Deprecated since version 0.9.0: Functions for reading VCF are deprecated, please use the bio2zarr package.

A .tbi or .csi file is used to find BGZF boundaries in the compressed VCF file, which are then used to divide the file into parts.

The number of parts can specified directly by providing num_parts, or by specifying the desired size (in bytes) of each (compressed) part by providing target_part_size. Exactly one of num_parts or target_part_size must be provided.

Both num_parts and target_part_size serve as hints: the number of parts and their sizes may be more or less than these parameters.

Parameters:
vcf_path str | PathUnion[str, Path]

The path to the VCF file.

index_path str | Path | NoneUnion[str, Path, None] (default: None)

The path to the VCF index (.tbi or .csi), by default None. If not specified, the index path is constructed by appending the index suffix (.tbi or .csi) to the VCF path.

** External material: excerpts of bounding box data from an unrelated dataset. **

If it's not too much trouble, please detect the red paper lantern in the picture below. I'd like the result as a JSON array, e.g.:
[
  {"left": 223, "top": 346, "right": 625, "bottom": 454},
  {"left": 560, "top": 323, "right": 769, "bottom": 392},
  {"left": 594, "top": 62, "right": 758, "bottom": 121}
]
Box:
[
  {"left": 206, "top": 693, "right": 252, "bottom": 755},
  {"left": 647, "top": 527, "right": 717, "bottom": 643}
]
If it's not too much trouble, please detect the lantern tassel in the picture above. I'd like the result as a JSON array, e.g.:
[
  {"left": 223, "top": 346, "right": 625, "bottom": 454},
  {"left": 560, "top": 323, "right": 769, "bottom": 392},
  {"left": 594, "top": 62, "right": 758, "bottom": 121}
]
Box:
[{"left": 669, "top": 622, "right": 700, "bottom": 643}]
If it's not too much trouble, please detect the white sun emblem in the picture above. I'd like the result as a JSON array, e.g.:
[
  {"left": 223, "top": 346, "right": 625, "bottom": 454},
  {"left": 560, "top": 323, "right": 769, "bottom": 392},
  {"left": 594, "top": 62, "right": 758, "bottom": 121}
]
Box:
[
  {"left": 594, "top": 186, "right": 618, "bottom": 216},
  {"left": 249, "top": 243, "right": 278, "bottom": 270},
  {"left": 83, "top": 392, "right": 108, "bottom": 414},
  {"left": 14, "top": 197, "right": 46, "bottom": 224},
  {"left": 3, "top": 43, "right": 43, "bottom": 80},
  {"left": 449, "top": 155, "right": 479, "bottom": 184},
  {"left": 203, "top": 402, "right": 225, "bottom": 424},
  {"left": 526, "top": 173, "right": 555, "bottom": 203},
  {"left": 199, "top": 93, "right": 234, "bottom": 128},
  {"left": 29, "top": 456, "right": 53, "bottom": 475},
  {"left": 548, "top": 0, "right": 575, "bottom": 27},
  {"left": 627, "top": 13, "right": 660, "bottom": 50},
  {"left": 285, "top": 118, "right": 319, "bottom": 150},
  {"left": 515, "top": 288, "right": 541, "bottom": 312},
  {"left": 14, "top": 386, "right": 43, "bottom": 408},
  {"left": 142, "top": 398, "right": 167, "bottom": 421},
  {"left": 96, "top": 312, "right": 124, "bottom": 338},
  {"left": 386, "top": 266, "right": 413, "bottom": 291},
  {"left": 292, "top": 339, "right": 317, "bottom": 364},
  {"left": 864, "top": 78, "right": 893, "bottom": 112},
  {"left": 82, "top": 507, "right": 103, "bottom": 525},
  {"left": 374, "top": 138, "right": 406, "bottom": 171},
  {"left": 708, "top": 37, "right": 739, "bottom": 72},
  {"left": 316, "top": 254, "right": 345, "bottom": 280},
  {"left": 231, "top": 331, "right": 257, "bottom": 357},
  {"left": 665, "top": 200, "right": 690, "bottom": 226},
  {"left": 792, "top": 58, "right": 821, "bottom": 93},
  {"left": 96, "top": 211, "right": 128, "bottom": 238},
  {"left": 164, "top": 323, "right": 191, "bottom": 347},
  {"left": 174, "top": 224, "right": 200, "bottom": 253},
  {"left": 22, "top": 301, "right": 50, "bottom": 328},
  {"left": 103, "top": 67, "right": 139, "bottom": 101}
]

num_parts int | NoneOptional[int] (default: None)

The desired number of parts to partition the VCF file into, by default None

target_part_size None | int | strUnion[None, int, str] (default: None)

The desired size, in bytes, of each (compressed) part of the partitioned VCF, by default None. If the value is a string, it may be specified using standard abbreviations, e.g. 100MB is equivalent to 100_000_000.

storage_options {str: str} | NoneOptional[Dict[str, str]] (default: None)

Any additional parameters for the storage backend (see fsspec.open).

Return type:

Optional[Sequence[str]]

Returns:

: The region strings that partition the VCF file, or None if the VCF file should not be partitioned (so there is only a single partition).

Raises:
  • ValueError – If neither of num_parts or target_part_size has been specified.

  • ValueError – If both of num_parts and target_part_size have been specified.

  • ValueError – If either of num_parts or target_part_size is not a positive integer.